The behaviour is undefined so it may or may not segfault.
strlen returns the length of the string without the trailing NULL byte (\0, 0x00) but when you create a variable to hold the combined strings you need to add that 1 character.
char str3[length3 + 1];
…and you should be all set.
C strings are '\0' terminated and require an extra byte for that, so at least you should do
char str3[length3 + 1]
will do the job.
In sprintf() ypu are writing beyond the space allocated for str3. This may cause any type of undefined behavior (If you are lucky then it will crash). In strlen(), it is just searching for a NULL character from the memory location you specified and it is finding one in 29th location. It can as well be 129 also i.e. it will behave very erratically.
A few important points:
Just because it works doesn't mean it's safe. Going past the end of a buffer is always unsafe, and even if it works on your computer, it may fail under a different OS, different compiler, or even a second run.

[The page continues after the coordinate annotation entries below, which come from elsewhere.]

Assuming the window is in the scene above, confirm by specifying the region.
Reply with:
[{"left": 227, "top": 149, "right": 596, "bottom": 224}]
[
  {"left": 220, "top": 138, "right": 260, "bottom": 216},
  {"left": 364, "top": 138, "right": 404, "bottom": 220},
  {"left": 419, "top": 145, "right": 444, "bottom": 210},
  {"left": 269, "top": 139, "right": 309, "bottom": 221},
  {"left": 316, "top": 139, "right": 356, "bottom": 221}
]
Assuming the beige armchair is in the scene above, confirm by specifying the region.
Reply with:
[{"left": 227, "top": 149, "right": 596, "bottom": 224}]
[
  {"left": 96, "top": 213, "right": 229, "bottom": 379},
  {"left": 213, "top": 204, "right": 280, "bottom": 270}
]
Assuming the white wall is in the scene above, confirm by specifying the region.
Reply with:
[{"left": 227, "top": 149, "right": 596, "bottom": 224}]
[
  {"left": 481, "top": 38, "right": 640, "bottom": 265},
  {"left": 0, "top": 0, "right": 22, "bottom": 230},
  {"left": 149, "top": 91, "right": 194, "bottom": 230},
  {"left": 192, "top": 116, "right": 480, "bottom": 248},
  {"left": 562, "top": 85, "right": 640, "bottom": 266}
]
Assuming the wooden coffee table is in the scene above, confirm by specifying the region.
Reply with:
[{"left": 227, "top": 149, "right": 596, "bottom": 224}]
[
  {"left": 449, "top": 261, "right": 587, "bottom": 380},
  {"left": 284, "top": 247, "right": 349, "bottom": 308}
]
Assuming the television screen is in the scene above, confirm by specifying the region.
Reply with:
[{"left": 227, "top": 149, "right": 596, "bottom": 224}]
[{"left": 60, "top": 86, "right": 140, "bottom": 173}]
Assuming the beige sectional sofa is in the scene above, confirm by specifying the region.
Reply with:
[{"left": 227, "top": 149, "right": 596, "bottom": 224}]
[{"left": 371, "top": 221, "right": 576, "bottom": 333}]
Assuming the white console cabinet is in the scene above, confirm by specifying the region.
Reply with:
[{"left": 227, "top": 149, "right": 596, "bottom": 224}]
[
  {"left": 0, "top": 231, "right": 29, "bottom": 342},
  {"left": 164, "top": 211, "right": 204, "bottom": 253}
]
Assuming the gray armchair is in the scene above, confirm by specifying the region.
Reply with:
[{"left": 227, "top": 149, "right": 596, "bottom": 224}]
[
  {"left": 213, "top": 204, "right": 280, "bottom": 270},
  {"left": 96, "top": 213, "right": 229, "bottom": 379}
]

I suggest you think of a char array as a container and a string as an object that is stored inside the container. In this case, the container must be 1 character longer than the object it holds, since a "null character" is required to indicate the end of the object. The container is a fixed size, and the object can change size (by moving the null character).
The first null character in the array indicates the end of the string. The remainder of the array is unused.
You can store different things in a char array (such as a sequence of numbers). It just depends on how you use it. But string function such as printf() or strcat() assume that there is a null-terminated string to be found there.